Queen's speech was a missed opportunity

Monday, November 30, 2009, 18:37

THE Queen's speech left out any measures to restore people's confidence in British politics.

After a summer of duck houses, moat cleaning and second home flipping, Parliament should be devoted to addressing our failed political system in the short time it has left to run. Instead, Gordon Brown obliged the Monarch to mouth empty promises of Bills that will never make it to the statute book. It was a fantasy programme from a government that has run out of road in a Parliament that has lost people's trust.

The Liberal Democrats would have implemented an emergency programme of political reform which would change our politics for good by reforming of the House of Lords and party funding, and introducing fixed-term parliaments and, above all, fair votes.

Our current voting system has given overwhelming power to minority and secretive Tory and Labour governments over many years and the House of Commons is incapable of holding the executive to account.

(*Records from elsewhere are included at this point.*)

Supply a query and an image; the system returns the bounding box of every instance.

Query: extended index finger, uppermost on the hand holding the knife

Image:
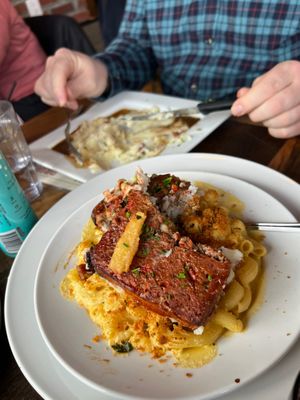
[231,61,300,116]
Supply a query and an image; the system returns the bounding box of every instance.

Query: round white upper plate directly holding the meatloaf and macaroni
[35,170,300,400]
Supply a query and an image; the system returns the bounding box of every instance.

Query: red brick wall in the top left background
[11,0,96,22]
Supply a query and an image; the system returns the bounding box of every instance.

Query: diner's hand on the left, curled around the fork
[34,48,108,109]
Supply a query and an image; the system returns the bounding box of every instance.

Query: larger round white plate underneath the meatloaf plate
[5,154,300,400]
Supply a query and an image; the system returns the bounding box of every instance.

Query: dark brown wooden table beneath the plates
[0,103,300,400]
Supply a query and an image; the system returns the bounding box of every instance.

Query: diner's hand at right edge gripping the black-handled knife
[231,61,300,138]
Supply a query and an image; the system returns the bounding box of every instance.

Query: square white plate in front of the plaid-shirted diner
[30,91,230,182]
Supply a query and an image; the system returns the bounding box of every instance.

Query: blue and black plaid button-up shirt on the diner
[96,0,300,101]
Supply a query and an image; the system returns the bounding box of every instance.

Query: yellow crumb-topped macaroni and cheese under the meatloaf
[61,184,266,368]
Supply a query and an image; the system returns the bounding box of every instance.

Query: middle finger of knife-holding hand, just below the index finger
[249,84,300,122]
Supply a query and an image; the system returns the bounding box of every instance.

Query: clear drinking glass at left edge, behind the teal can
[0,100,43,202]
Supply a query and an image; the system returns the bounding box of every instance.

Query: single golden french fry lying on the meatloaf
[109,211,146,274]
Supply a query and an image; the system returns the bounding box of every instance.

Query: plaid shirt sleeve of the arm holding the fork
[95,0,157,97]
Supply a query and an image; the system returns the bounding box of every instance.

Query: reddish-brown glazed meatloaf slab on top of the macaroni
[87,175,230,329]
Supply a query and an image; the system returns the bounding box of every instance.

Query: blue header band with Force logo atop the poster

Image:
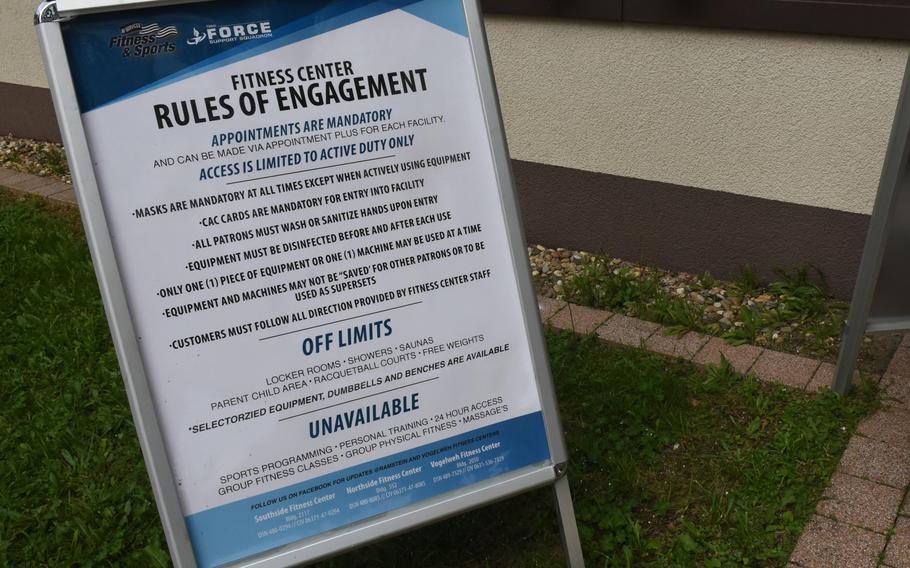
[61,0,467,112]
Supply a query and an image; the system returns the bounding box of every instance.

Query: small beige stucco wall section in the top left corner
[0,0,47,87]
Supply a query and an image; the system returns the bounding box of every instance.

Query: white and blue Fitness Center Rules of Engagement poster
[64,0,550,566]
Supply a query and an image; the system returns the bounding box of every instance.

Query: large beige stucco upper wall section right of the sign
[487,17,908,215]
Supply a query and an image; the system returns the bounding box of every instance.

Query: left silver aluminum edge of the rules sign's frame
[35,0,196,568]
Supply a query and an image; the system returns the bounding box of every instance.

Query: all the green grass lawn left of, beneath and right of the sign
[0,196,876,568]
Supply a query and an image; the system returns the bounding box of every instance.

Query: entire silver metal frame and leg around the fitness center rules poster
[35,0,584,568]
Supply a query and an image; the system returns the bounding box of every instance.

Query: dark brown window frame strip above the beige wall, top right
[482,0,910,40]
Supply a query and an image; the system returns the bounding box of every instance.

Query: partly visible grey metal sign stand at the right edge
[831,58,910,394]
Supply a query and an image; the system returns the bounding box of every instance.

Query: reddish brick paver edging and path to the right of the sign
[538,298,910,568]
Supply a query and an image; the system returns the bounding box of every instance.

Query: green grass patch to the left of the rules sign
[0,194,168,566]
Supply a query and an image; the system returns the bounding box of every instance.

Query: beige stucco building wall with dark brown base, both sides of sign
[0,6,910,296]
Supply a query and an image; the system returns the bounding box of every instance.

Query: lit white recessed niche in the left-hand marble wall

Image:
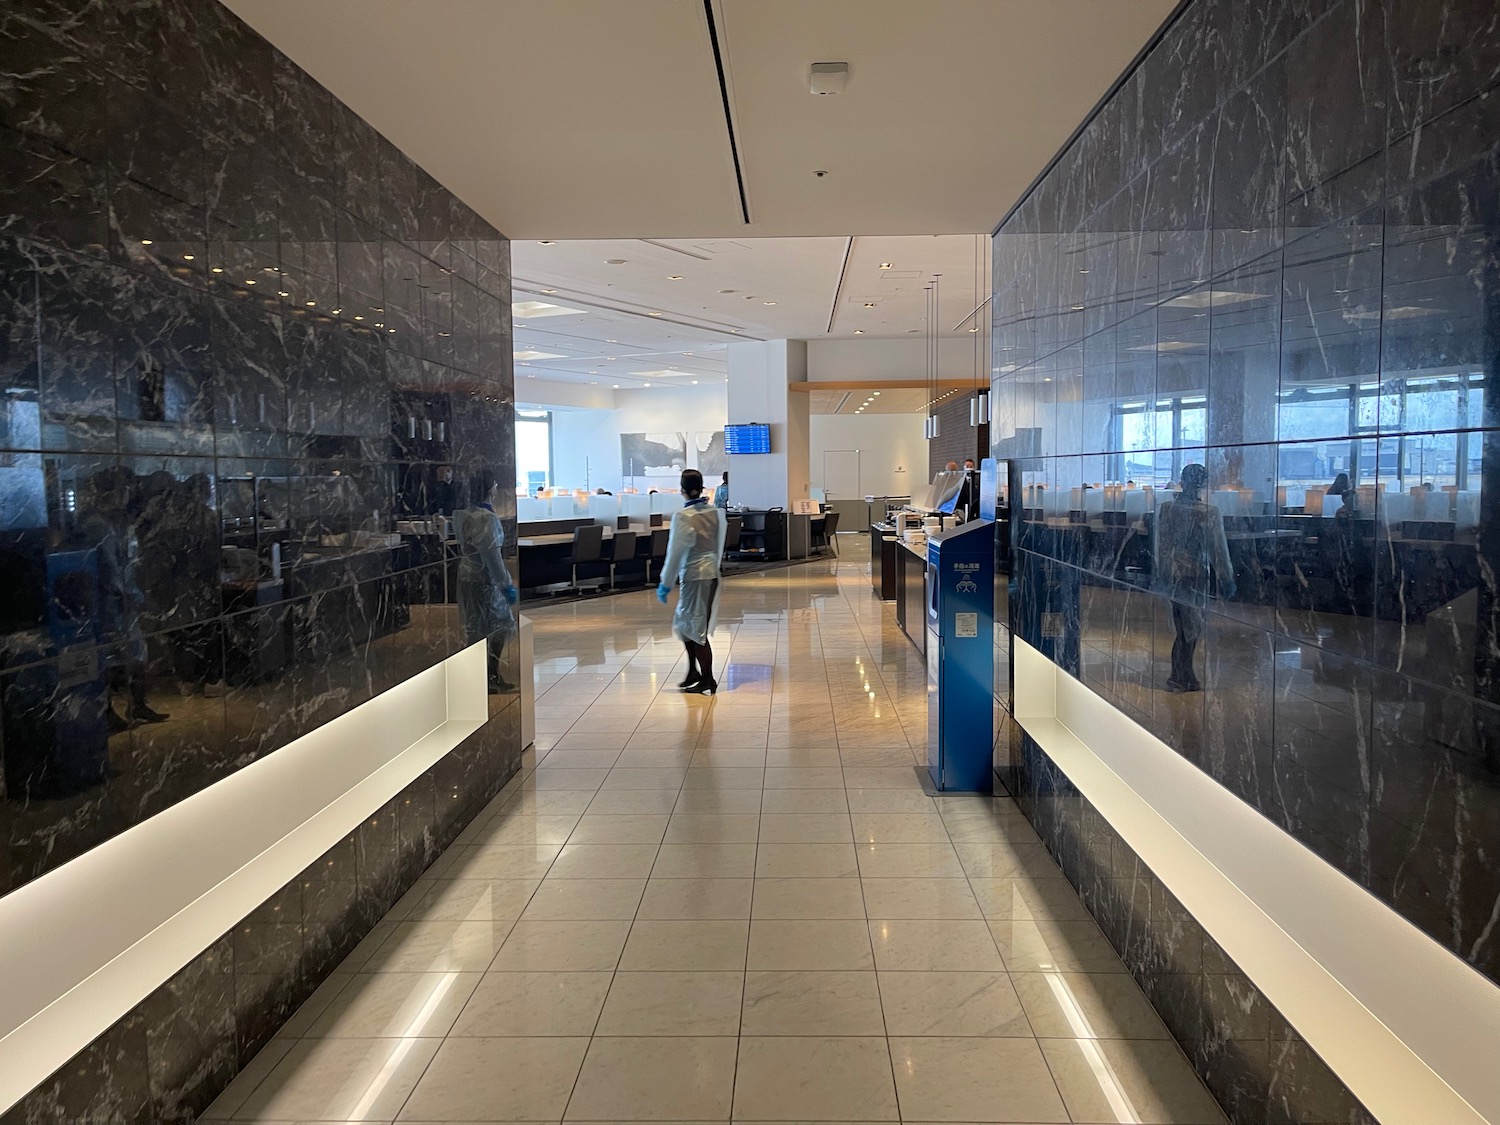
[0,642,489,1113]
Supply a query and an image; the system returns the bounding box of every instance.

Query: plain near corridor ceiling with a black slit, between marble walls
[227,0,1175,238]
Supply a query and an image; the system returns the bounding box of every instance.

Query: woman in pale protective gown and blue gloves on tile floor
[657,470,726,696]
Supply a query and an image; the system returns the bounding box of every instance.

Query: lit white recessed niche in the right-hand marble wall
[1014,638,1500,1125]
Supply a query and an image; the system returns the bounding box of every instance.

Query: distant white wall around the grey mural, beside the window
[552,383,728,492]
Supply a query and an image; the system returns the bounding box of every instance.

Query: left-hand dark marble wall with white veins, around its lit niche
[0,0,519,1121]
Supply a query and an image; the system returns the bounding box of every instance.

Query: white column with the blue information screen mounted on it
[726,341,810,509]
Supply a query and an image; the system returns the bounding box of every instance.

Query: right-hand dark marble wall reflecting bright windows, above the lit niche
[993,0,1500,1119]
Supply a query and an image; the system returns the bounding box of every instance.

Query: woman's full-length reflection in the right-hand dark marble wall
[1154,465,1235,692]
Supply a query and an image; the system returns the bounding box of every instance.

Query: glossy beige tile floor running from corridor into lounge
[207,551,1223,1125]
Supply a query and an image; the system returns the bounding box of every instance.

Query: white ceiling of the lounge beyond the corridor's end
[512,234,989,395]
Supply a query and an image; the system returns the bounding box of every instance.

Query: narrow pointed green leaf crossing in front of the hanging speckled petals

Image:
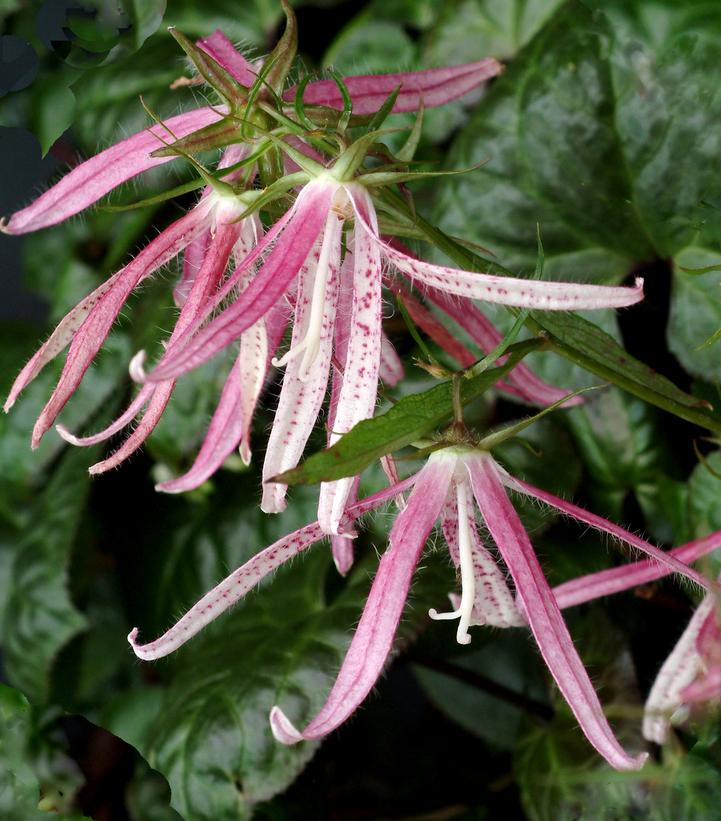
[277,340,538,484]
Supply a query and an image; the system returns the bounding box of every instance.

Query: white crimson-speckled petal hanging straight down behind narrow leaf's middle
[318,186,382,534]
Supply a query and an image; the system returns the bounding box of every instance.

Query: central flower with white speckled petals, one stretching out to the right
[141,169,642,534]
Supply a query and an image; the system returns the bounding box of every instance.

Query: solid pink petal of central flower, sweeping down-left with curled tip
[149,183,334,381]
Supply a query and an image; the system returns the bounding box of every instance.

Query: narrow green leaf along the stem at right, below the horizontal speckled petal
[531,311,721,431]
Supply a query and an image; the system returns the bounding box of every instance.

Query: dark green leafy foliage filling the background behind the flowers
[0,0,721,821]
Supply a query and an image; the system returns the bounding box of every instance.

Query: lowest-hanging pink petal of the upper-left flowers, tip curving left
[155,354,243,493]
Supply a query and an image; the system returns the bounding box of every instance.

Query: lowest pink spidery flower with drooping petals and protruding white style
[129,447,708,769]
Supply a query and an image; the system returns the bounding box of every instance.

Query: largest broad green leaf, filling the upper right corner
[436,0,721,262]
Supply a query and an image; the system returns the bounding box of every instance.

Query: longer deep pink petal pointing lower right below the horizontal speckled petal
[420,282,583,407]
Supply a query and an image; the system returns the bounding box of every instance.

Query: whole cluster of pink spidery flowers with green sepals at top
[7,6,696,769]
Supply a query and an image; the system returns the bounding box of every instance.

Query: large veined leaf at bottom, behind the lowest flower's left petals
[141,547,365,821]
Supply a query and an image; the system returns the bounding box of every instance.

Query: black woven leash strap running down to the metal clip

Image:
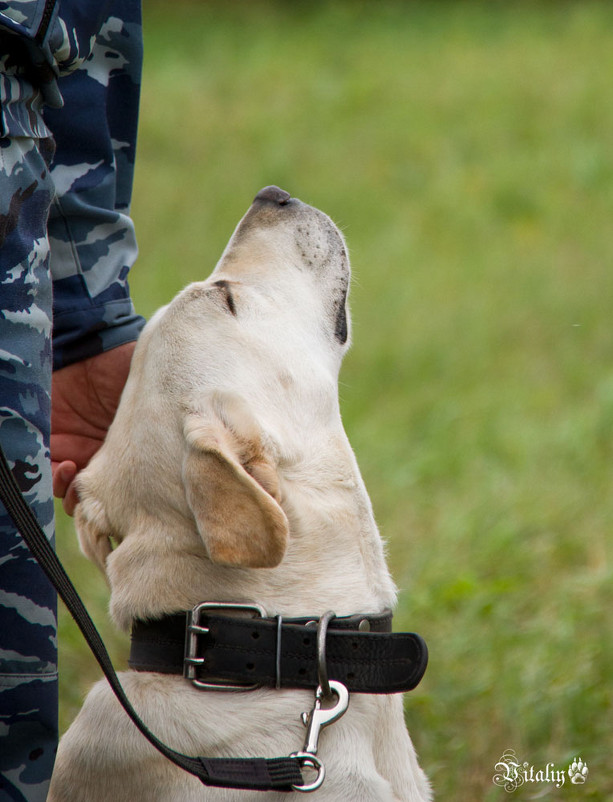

Fair votes, however, would make every constituency a marginal one: there would be no more safe seats, where MPs take the voters for granted. Indeed, every vote would have equal value across the country, so the result of the General Election next year would be determined by not just a few thousand voters in 100 or so marginal seats, but by the whole electorate. The decline in turnout would be reversed.

More than anything, fair votes would put power in Britain back in the hands of the people, rather than the government and whips in Westminster.

Brown's government just isn't prepared to clean up our politics. It is clearer than ever that only the Lib Dems are prepared to do that, and to bring real change to Britain.